Trembley and several of his buddies signed up right out of high school.

“I left because I wanted to pave my own way in my life,” he said. “They left because they wanted out.”

But the year was 2001.

“I enlisted right before 9/11 and shipped right after,” he said. Trembley was “full of the hope any millennial had. And then we went to war.”

He trained for two years before beginning work as a submarine nuclear reactor operator on the USS Memphis. He doesn’t reveal details about his missions, but will say that he’s traveled to more than 20 countries, was deployed three times and served in Operation Iraqi Freedom.

He’ll also tell you about being underwater for days, one time for 97 in a row off the coast of Somalia. Another time his sub was under the North Pole when a fire broke out. Eight feet of sea ice between the submarine and the surface kept it underwater. He had to don an emergency air mask as crews put out the flames.

“Life on the submarine was very challenging. Things break, you’ve got to fix them or you die,” he said. Nothing he’d face in the future would ever be as tough as that.

Making his own way

But returning to civilian life after a decade of military service had its own challenges.

Trembley felt a new calling to become a doctor but had a long path ahead. First, he needed to go to college.

Enrolling at Fresno Pacific was the perfect homecoming. After going around the world and back again, he was ready to spend time with his grandparents. He would study biology. Get in, get out, and get on with the rest of his life, he thought.

It became so much more than that.

“Every opportunity I’ve seen here, I’ve tried to take,” he said. He has overseen student clubs, including the pre-medicine club, won a prestigious award for his abstract on ways to target cancer in children with leukemia, and was invited to present his research at a national conference in New Orleans.

Dr. Dean Lee, researcher and medical doctor at the University of Texas MD Anderson Cancer Center in Houston, oversaw Trembley’s research during a summer internship. Trembley’s work ethic impressed him.

“It’s a challenging experience because most of the time (the interns are) coming in with barely two years of college and suddenly they’re learning graduate-level immunology,” Lee said.

Trembley also stood out among the students at Fresno Pacific, chemistry and physics professor Steve Pauls said. Trembley took Pauls’ class and later worked for him as a teaching assistant. It was then that Pauls learned about Trembley’s experience in the Navy.

“The easy way out would have been to turn what he learned in the Navy into a profession ... instead, he’s gone back to school and is going to go to medical school,” Pauls said. “It speaks volumes of his character.”

During college, Trembley also continued building his faith.

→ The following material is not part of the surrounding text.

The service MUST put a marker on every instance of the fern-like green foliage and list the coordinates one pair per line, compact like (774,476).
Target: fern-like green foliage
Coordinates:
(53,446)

He became a Christian in 2010 while he was serving in the Navy, a time when he felt little encouragement to practice his faith. After months inside a sub, he and his colleagues only wanted freedom: to relax, drink, sometimes have “degenerate behavior,” he said. During college, he found his connection to God through the Catholic church.

Now, just days from commencement, Trembley says he already has another graduation day to look toward. A day when he graduates from medical school and becomes a doctor. He’s spending the summer applying to schools in the West and Midwest, but promises to come back to the Valley to practice once he delivers on his dream.

“Fresno is one of the most underserved areas for primary-care doctors. Not only do I have an interest, but I see the need,” he said. “I want to come back to the Valley. Absolutely.”